How To Lose Credibility When Using Data

I have been saying for a while that data is the next big thing.

No, not data by itself (which we have been talking about forever) or even “Big Data” (which is thankfully past the prime of hype and beginning to decline and going back to its maiden name: Data).  We are talking about how we use data, what we do with it, and how it leads us to better decisions.

Almost two years ago I wrote a great piece (if I may say so) when I was working with Attensity researching the issues that plagued analytics.  This particular post was titled “How Accuracy Matters in Analytics“.  I looked at the bias humans introduce into data and analytics and how we are the cause of poor results.  If you have time to read it you’ll be a better person (OK, not that much – but it will give you something to think about – post is here) and there are some concrete steps you can take to remove bias from your data projects.

Data is wonderful.  Data gives you credibility.  Data makes you smart.

Data, unfortunately, is easy to twist around.

If you want to find a data point to support your theory – whatever it may be – I promise you you can find data to support it.  You can get a 90% customer satisfaction very easily (formula in a post I wrote long ago); more and more of  my clients, including vendors and non-vendors, now want specific data to support their theories.  I can create a survey or study or research project to support basically any statement you want to make — as long as we can agree on certain specifications.

Data can be found to support what you are saying; always has, always will.  The problem is not finding the data, it is using it. I am seeing more and more people use data poorly.  Instead of making contextual statements, people are using absolute statements about the data they have.

Making data absolute is so incredibly wrong.

If nothing else you remember about data remember this point: data is contextual, not absolute.

Anything you measure has to be done in context to be valid.  I am not just talking demographics (that is so old school – still works in some cases, but in today’s world demographics have become too fragmented to be reliable – long-tail analytics has drastically changed that), but differentiated segments.

When you introduce or use data you must provide context.

Context is what makes you smart, not just the data.  If you can properly use data in context, you will be far smarter than just using data.

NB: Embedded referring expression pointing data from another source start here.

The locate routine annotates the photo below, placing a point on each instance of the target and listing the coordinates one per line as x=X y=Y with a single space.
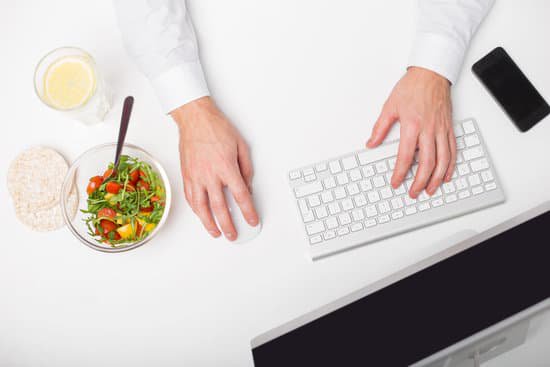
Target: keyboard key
x=397 y=203
x=310 y=178
x=487 y=176
x=397 y=215
x=368 y=171
x=464 y=194
x=424 y=206
x=308 y=171
x=474 y=179
x=329 y=182
x=359 y=200
x=371 y=211
x=335 y=167
x=327 y=197
x=386 y=192
x=410 y=210
x=373 y=196
x=379 y=181
x=343 y=231
x=342 y=178
x=365 y=185
x=363 y=158
x=315 y=239
x=313 y=200
x=331 y=223
x=347 y=204
x=349 y=162
x=384 y=207
x=308 y=189
x=321 y=212
x=357 y=214
x=321 y=167
x=468 y=127
x=477 y=190
x=448 y=187
x=294 y=175
x=472 y=153
x=381 y=167
x=314 y=228
x=344 y=219
x=329 y=235
x=356 y=226
x=370 y=223
x=451 y=198
x=334 y=208
x=479 y=165
x=463 y=169
x=339 y=193
x=353 y=189
x=355 y=175
x=471 y=140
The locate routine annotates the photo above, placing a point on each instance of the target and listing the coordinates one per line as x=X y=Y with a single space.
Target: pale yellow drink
x=69 y=82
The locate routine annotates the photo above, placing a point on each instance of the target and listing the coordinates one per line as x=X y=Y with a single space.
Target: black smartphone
x=511 y=89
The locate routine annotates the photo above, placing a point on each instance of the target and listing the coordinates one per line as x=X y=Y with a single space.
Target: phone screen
x=511 y=89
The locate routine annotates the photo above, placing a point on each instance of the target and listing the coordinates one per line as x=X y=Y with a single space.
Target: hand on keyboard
x=214 y=155
x=421 y=102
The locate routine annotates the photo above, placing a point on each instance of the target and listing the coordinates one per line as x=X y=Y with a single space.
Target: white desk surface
x=304 y=81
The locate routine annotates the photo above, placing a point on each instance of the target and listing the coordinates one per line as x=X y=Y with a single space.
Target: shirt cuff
x=180 y=85
x=438 y=53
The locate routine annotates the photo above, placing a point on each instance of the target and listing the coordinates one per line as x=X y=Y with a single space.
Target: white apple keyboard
x=348 y=201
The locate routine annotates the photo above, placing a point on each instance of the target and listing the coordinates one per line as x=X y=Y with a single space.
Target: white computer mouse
x=245 y=232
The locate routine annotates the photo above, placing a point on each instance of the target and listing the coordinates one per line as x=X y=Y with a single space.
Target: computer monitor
x=472 y=301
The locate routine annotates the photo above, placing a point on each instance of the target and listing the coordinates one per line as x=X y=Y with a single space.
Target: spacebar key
x=308 y=189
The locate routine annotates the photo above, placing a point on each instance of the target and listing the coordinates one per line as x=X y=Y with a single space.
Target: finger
x=382 y=126
x=426 y=164
x=443 y=156
x=243 y=198
x=452 y=163
x=405 y=154
x=221 y=211
x=202 y=209
x=245 y=164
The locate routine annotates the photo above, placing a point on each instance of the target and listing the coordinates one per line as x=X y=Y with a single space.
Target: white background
x=304 y=80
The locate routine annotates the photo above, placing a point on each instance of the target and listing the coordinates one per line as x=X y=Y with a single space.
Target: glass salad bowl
x=94 y=162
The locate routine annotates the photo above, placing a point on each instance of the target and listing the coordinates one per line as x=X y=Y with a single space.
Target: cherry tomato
x=148 y=209
x=155 y=199
x=107 y=226
x=142 y=185
x=106 y=213
x=95 y=182
x=107 y=173
x=112 y=187
x=134 y=176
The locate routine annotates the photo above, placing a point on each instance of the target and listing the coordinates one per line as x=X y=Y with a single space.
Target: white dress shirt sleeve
x=443 y=33
x=159 y=35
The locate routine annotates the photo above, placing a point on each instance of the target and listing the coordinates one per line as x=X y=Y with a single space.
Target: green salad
x=126 y=206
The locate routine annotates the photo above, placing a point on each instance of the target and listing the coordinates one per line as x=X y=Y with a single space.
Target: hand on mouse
x=213 y=155
x=421 y=102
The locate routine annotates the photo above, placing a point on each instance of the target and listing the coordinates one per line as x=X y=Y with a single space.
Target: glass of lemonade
x=67 y=80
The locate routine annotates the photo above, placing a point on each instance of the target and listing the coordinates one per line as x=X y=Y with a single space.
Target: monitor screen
x=429 y=310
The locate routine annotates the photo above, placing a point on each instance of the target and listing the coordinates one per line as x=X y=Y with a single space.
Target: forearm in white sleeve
x=444 y=30
x=159 y=35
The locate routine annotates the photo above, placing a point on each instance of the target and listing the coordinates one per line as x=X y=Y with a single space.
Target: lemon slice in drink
x=69 y=82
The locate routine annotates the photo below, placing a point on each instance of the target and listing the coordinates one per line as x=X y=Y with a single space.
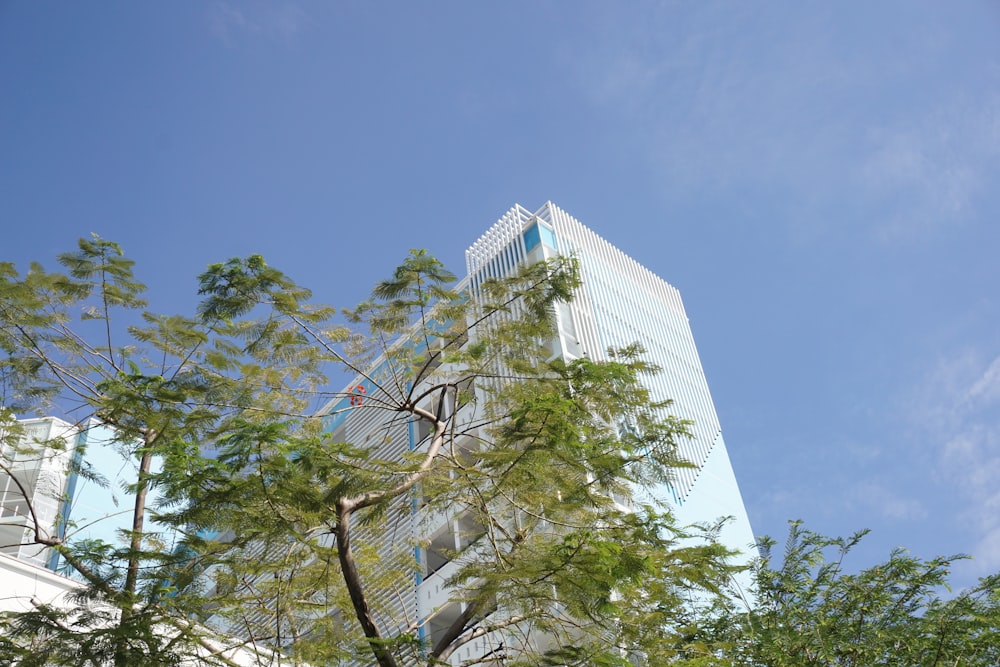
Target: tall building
x=620 y=303
x=33 y=486
x=43 y=485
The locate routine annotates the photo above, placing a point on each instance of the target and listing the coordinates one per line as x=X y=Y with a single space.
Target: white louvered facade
x=620 y=303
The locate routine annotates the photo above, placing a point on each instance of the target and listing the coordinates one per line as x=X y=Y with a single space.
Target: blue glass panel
x=531 y=238
x=548 y=237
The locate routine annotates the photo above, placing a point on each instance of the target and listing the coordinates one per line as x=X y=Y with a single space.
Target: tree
x=274 y=528
x=811 y=611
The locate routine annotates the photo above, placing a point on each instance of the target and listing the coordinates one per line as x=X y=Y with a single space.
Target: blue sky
x=820 y=180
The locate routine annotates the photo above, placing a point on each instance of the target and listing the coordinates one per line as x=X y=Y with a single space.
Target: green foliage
x=272 y=531
x=811 y=611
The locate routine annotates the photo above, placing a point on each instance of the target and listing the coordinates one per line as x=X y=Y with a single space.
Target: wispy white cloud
x=275 y=20
x=932 y=166
x=803 y=104
x=958 y=406
x=883 y=501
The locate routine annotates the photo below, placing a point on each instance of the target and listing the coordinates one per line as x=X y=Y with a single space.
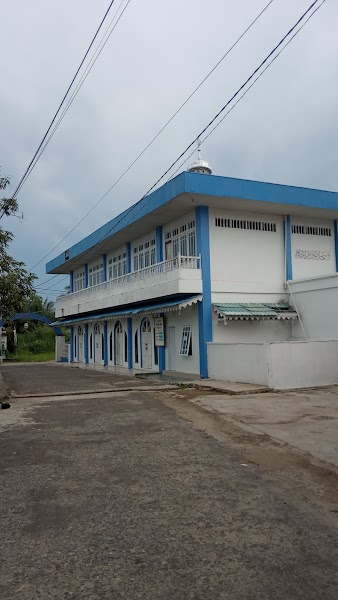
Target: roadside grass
x=29 y=357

Here are a few examples.  A few days or weeks ago (I don’t keep track of time anymore, reduces the stress) good friend Emanuele Quintarelli (@absolutesubzero on Twitter) said in the aforementioned social network:

That sparked a conversation between us where I said that the data was not wrong, just biased.  I had not yet read the report, to be honest, but have since then and my opinion has not changed.  The data is biased by the theories being proven (people complain in private channels more than public channels) and the bias on how the questions were being asked: people using private channels were asked to reply. The report is behind Forrester’s paywall (it is worth reading if you can get it, in spite of its bias it is an interesting report) so you may not be able to get it – but the way the questions are structured are set so the results come out exactly the way you see them above.  The people selected to reply to this survey, and the manner the survey was conducted, biased the answers towards private networks.  If the exact same survey would’ve been conducted in public social networks, the results would’ve been different – as they are in other studies asking similar questions from different respondents.

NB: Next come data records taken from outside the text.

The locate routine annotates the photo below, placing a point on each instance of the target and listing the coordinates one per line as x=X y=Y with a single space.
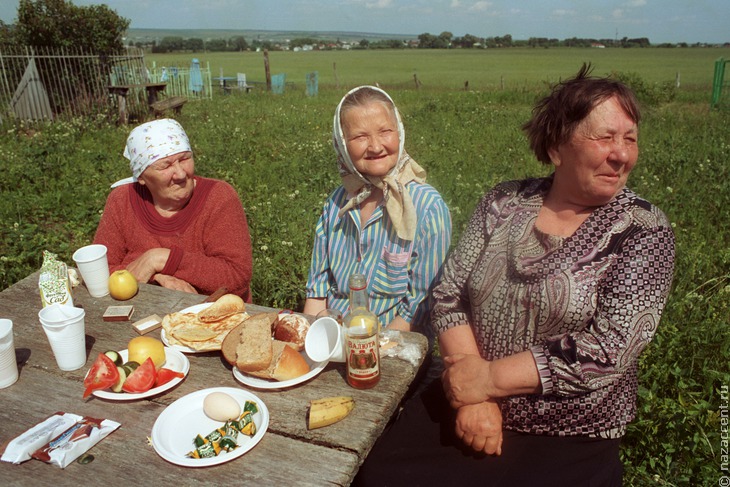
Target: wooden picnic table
x=288 y=453
x=122 y=91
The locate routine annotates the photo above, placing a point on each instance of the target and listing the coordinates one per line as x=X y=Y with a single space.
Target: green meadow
x=484 y=69
x=276 y=151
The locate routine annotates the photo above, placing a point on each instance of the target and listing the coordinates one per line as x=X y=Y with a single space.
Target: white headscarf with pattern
x=150 y=142
x=396 y=196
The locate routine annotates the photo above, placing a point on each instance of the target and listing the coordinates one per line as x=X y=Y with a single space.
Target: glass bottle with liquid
x=361 y=337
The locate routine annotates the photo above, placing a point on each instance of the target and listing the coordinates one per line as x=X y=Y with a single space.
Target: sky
x=691 y=21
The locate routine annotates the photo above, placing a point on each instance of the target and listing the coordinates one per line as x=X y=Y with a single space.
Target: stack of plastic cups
x=8 y=364
x=65 y=328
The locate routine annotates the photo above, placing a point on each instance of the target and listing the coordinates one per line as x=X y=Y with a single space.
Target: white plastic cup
x=324 y=341
x=65 y=328
x=8 y=364
x=94 y=267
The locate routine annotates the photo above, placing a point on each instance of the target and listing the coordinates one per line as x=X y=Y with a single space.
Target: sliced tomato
x=142 y=379
x=166 y=375
x=102 y=374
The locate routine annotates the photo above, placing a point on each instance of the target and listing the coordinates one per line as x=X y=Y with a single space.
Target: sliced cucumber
x=117 y=387
x=114 y=355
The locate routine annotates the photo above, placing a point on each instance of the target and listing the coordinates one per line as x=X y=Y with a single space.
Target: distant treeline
x=445 y=40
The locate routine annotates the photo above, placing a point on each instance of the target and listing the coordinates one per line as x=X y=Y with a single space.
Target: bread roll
x=287 y=364
x=254 y=350
x=291 y=328
x=226 y=305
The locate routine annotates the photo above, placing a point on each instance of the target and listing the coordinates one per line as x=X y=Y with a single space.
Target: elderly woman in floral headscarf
x=168 y=226
x=384 y=221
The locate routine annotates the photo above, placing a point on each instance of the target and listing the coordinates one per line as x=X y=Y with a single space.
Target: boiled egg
x=219 y=406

Another example, the Harris Interactive Customer Experience Impact Report from 2009  that is widely quoted (more specifically  the data point that says that 86% of consumers would change a service provider after just one bad experience).  Again, there is significant bias on this survey – but not on how the data was collected (it was biased towards generating a large number of positive responses by removing follow-up questions and context – e.g. nothing was ever said about whether they DID CHANGE the service provider), but how it was used.  The argument goes that since people would change providers after one bad experience (which was not defined either), then customers should focus all their efforts in providing better experiences.  Beyond the point whether this is true or not, the data was used to showcase a doomsday scenario to propel people to act on something that may or may not be problem.

Same argument goes against my favorite evil-fuzzy metric: NPS scores.

I could continue giving you examples for a long time, but you get the idea.

Data builds credibility.  It also takes it away if not used wisely.  Go forth and use data – just be careful on how you use it.


10 Replies to “How To Lose Credibility When Using Data”

  1. Hi Esteban, I agree with you but the fact that data is not absolute. I really think that data is “absolutely” absolute cause it’s only the way we want to gather them or present them that is contextual. It’s our interaction with the measurement methodology that cause subjectiveness and data are not guilty for that. Don’t you agree?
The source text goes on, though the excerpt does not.